For a long time, Washington was more like Atlanta or Buffalo or Kansas City. It had theater and restaurant scenes just like these cities did, but D.C. theater and restaurants couldn’t be compared to those in Los Angeles, New York or San Francisco. Today, that’s no longer true. And notice how many of Washington’s political elite now move between not just Congress, the White House and K Street, but between Washington, New York, San Francisco and Los Angeles. Favreau, for instance, decamped to Los Angeles after his Obama years. Kass moved to Brooklyn and works on business ventures with San Francisco firms. The exchange of people and businesses goes both ways. Philz Coffee — which started in California and has locations across the state — can now be found in exactly one other place in the country: Washington.

As with the other coolest cities, the rest of America might deep-down admire what Washington is becoming, but it has a hard time relating to it. We want our entertainment and financial and technological capitals to be better than us. We will buy what they sell so that we can be better than we are, even if just for a moment. But we want political leaders to share our values, not be somehow superior to them.

It seems inevitable that cool Washington will struggle to connect with the rest of America so long as it stays on this path. Superstar metropolitan areas are hard for people from middle America to move to and stay in. Some of that is cultural: Moving to Washington used to involve leaving one’s home but not entirely abandoning the ethos of that home; to move here was to relocate but not to defect. But much of the problem is economic: Washington was once a city that a middle-class family from Georgia or Rhode Island could send their child to for a summer in college or for a job after college — and that child could afford to stay here when he or she wanted to buy a home and start a family.

Between 1991 to 2016, though, the average single-family house price in Washington increased 317 percent, approximately 50 percent more than the increase nationwide. In the Shaw neighborhood, which has been at the core of cool Washington, housing prices increased 145 percent in one decade. (Real-estate prices nationwide increased just 50 percent during the same stretch.) One telling indicator of how the city has changed: In 1900, 3 percent of D.C. residents came from New York state. Today, that number is 5 percent. That may seem like a small change, but it came over a period when New York state’s population as a percentage of the entire country shrunk from 10 percent to 6 percent.

The fear is not just that cool Washington will increasingly struggle to relate to America, but also that America will struggle to relate to it. Can people who live in Atlanta or Buffalo or Kansas City fully connect with a metropolitan area where the median home value is half a million dollars? In Kansas City, when the Royals won the World Series in 2015, hundreds of thousands of people turned out to celebrate. Washington has always struggled to keep a baseball team, and now that it has one — and the team is good — it still sometimes has difficulty attracting enough fans to compete with the fans of visiting teams.

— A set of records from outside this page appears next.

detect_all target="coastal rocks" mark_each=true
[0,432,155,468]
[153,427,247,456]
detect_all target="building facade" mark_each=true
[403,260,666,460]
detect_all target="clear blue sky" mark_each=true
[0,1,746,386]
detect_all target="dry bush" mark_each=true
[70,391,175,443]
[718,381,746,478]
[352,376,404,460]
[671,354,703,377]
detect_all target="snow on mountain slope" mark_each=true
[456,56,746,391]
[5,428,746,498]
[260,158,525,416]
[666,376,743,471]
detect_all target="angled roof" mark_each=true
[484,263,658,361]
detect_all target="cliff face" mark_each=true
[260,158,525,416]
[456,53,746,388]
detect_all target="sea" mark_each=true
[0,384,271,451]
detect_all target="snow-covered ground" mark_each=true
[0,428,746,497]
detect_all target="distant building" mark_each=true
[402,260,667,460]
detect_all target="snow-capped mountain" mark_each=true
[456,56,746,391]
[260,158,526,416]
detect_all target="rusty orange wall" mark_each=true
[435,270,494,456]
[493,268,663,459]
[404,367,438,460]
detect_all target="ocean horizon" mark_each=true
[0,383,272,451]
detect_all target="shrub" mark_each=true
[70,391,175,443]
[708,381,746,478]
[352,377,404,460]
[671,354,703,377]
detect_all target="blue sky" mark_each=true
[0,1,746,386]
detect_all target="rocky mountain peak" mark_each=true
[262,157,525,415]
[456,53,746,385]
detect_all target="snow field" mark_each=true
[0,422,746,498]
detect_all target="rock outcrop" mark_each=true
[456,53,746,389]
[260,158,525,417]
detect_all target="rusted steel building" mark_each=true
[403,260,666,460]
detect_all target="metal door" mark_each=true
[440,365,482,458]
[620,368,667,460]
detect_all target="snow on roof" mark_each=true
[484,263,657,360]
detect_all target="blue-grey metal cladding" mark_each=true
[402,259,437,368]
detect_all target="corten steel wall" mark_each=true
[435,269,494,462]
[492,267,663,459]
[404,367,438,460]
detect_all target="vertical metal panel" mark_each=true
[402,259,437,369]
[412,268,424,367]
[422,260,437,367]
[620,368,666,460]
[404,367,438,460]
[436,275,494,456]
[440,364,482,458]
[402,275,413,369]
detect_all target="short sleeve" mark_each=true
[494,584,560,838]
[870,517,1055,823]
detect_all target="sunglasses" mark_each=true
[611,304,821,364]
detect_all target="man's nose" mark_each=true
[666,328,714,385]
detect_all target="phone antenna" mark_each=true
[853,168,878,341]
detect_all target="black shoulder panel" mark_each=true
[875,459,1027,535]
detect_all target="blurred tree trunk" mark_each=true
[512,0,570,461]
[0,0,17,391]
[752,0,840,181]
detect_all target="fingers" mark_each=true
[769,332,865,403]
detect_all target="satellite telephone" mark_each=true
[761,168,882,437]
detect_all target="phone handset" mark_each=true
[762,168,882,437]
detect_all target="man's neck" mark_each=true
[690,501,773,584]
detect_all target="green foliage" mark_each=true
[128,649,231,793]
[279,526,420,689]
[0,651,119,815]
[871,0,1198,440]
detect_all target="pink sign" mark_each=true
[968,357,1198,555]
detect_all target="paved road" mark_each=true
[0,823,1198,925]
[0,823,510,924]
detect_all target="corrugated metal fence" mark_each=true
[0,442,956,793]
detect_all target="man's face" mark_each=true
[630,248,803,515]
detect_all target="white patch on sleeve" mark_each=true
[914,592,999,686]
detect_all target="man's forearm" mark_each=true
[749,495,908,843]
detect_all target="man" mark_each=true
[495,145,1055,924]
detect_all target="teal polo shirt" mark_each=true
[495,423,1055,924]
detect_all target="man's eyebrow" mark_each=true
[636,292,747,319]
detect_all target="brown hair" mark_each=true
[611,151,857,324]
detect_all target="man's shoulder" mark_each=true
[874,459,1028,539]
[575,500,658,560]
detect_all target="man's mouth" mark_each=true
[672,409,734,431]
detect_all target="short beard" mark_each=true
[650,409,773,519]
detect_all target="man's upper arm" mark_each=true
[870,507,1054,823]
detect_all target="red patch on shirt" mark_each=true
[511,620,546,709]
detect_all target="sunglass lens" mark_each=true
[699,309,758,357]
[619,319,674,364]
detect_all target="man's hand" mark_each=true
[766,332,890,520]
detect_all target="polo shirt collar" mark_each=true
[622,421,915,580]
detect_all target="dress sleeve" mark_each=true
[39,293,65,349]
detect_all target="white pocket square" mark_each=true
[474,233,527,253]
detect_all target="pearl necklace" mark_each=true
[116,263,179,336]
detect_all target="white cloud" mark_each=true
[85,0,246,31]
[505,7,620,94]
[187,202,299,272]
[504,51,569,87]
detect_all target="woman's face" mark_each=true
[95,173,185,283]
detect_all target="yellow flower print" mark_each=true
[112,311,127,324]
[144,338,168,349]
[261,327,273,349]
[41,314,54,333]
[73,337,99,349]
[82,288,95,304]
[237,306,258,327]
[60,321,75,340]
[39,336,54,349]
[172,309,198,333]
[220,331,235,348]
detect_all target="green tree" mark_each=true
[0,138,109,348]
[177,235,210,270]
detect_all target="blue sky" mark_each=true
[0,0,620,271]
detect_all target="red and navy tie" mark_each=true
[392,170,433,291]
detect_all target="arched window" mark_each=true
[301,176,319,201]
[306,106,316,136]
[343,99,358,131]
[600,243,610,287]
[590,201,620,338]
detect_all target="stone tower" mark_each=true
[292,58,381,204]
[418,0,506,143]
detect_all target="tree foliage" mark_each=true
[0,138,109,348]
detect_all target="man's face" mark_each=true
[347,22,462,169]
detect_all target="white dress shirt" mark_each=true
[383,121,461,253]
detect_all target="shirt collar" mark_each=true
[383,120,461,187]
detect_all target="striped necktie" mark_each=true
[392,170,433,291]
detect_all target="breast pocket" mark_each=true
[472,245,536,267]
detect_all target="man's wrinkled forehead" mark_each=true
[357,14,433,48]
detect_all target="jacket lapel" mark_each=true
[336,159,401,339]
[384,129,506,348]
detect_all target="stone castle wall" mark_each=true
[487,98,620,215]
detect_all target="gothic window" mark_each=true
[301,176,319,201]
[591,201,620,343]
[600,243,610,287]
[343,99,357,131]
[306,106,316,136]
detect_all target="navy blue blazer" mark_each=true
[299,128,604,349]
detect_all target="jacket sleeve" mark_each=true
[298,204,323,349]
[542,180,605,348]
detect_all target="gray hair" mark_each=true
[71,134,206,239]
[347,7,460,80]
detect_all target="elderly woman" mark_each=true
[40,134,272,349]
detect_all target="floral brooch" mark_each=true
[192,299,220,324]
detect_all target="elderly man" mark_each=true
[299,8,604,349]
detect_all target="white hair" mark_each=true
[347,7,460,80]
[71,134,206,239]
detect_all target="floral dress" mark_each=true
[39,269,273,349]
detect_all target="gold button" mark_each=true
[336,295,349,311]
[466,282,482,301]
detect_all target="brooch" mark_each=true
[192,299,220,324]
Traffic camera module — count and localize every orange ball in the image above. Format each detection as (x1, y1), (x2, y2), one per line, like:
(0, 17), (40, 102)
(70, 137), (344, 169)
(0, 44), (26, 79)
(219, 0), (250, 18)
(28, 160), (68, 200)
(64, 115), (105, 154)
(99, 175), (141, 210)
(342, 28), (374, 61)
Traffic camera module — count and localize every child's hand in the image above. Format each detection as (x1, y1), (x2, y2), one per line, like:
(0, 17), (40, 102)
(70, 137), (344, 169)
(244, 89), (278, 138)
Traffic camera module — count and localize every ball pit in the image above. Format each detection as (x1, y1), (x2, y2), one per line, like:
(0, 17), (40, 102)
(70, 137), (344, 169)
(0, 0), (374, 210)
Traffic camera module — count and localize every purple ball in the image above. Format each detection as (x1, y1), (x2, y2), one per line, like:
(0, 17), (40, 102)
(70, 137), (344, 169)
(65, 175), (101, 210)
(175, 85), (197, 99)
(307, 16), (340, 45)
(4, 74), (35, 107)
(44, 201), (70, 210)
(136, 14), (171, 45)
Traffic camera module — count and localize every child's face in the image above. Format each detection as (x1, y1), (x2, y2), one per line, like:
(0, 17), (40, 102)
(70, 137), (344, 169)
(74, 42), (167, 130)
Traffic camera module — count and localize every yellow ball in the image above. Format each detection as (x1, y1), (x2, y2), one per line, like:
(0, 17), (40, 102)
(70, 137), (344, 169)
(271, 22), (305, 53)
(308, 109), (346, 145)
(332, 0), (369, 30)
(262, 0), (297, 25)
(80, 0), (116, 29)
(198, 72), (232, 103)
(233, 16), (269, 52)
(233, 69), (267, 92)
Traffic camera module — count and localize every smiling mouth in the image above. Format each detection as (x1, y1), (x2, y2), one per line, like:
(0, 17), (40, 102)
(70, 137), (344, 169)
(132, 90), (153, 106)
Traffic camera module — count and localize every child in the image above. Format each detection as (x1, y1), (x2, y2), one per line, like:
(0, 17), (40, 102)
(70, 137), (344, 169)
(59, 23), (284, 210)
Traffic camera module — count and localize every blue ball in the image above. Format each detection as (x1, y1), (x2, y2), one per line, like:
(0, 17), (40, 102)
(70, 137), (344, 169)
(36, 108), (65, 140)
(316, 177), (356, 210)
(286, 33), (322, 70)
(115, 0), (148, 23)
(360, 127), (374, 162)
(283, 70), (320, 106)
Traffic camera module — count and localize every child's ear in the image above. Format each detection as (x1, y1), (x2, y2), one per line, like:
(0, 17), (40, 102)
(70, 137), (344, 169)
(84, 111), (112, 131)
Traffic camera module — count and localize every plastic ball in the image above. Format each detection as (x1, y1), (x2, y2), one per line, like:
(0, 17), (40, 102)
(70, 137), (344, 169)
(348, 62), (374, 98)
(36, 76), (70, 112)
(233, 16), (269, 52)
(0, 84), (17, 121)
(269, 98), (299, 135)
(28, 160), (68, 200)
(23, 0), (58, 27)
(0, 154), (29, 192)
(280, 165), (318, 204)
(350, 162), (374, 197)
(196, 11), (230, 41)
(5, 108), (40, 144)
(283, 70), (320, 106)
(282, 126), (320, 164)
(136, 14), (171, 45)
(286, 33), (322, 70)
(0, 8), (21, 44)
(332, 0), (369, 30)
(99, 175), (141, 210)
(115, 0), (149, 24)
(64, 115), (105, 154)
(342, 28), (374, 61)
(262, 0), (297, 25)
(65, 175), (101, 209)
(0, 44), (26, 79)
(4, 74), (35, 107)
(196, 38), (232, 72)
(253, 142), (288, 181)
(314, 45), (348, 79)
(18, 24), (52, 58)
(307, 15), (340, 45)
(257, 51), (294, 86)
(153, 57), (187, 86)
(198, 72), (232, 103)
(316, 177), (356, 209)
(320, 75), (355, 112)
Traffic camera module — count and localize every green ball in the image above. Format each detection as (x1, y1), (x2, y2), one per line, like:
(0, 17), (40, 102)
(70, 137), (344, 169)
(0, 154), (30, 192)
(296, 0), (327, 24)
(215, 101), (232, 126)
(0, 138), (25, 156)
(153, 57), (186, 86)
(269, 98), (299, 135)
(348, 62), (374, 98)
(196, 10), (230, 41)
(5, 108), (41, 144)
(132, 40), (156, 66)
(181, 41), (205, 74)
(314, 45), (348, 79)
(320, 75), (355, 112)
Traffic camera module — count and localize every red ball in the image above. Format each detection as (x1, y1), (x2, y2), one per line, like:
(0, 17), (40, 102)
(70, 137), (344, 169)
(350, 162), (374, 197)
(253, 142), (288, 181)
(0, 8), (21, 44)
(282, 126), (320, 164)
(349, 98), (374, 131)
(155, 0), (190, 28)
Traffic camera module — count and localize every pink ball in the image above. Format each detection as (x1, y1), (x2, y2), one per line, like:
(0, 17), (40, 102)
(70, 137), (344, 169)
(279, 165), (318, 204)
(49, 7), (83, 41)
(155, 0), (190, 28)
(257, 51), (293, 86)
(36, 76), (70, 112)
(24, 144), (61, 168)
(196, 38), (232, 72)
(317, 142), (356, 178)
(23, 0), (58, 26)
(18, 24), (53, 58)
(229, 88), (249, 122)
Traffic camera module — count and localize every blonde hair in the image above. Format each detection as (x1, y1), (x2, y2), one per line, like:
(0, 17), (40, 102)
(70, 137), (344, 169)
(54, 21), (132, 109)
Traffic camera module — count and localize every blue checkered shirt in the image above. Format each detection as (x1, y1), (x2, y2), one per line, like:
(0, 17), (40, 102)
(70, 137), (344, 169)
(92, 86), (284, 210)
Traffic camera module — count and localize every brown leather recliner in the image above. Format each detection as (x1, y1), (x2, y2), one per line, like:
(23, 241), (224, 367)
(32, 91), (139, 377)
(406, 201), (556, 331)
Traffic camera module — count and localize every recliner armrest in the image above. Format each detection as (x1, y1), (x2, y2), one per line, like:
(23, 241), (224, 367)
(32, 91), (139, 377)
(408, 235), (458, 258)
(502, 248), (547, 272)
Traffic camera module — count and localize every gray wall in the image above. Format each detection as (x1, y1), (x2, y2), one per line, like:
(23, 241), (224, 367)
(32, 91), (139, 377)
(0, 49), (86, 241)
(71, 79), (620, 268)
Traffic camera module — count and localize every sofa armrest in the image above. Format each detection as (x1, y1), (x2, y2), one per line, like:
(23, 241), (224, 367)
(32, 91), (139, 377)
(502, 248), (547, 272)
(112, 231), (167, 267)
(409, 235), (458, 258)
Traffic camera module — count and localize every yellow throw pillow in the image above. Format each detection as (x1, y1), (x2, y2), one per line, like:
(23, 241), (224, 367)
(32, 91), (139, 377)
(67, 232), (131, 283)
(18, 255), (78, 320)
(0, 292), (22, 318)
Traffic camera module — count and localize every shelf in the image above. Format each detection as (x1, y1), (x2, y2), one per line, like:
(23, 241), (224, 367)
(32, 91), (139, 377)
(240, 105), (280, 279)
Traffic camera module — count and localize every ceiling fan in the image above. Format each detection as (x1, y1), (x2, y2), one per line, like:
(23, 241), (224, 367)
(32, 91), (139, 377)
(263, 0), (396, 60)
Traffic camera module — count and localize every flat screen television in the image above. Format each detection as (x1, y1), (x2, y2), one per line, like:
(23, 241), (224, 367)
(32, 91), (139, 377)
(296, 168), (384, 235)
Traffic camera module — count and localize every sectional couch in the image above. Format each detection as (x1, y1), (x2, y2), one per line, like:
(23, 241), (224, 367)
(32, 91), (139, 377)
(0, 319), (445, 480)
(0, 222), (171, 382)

I guess there’s more than one way of looking at that, a yin and a yang as it were. On the one hand maybe all of those people spending so much of their lives commuting into the city center just can’t afford the ultra-urban lifestyle they really want. On the other maybe suburban living is what more people really want and they only commute because the government departments, in the case of Washington, DC, are clinging bitterly to an 18th century model of doing business. Just as a comparison on a daily basis I meet with people in six different timezones. I go into the office because my employer insists on it rather than because it’s effective, efficient, or necessary.

Here’s a gauge: the people moving into the most urbanized areas tend to be foreign-born while those moving away from them tend to be native-born. In Washington, DC people with incomes over $200,000 per year tend to be white; people with incomes under $30,000 tend to be black. Cool, eh?

Here’s my opinion. We should stop worrying about an enemy bombing Washington, DC and do it ourselves. The functions of government shouldn’t be centralized; they should be dispersed throughout the country. It’s more resilient, fairer, and more conducive to good government. What makes Washington rich and cool is nostalgia.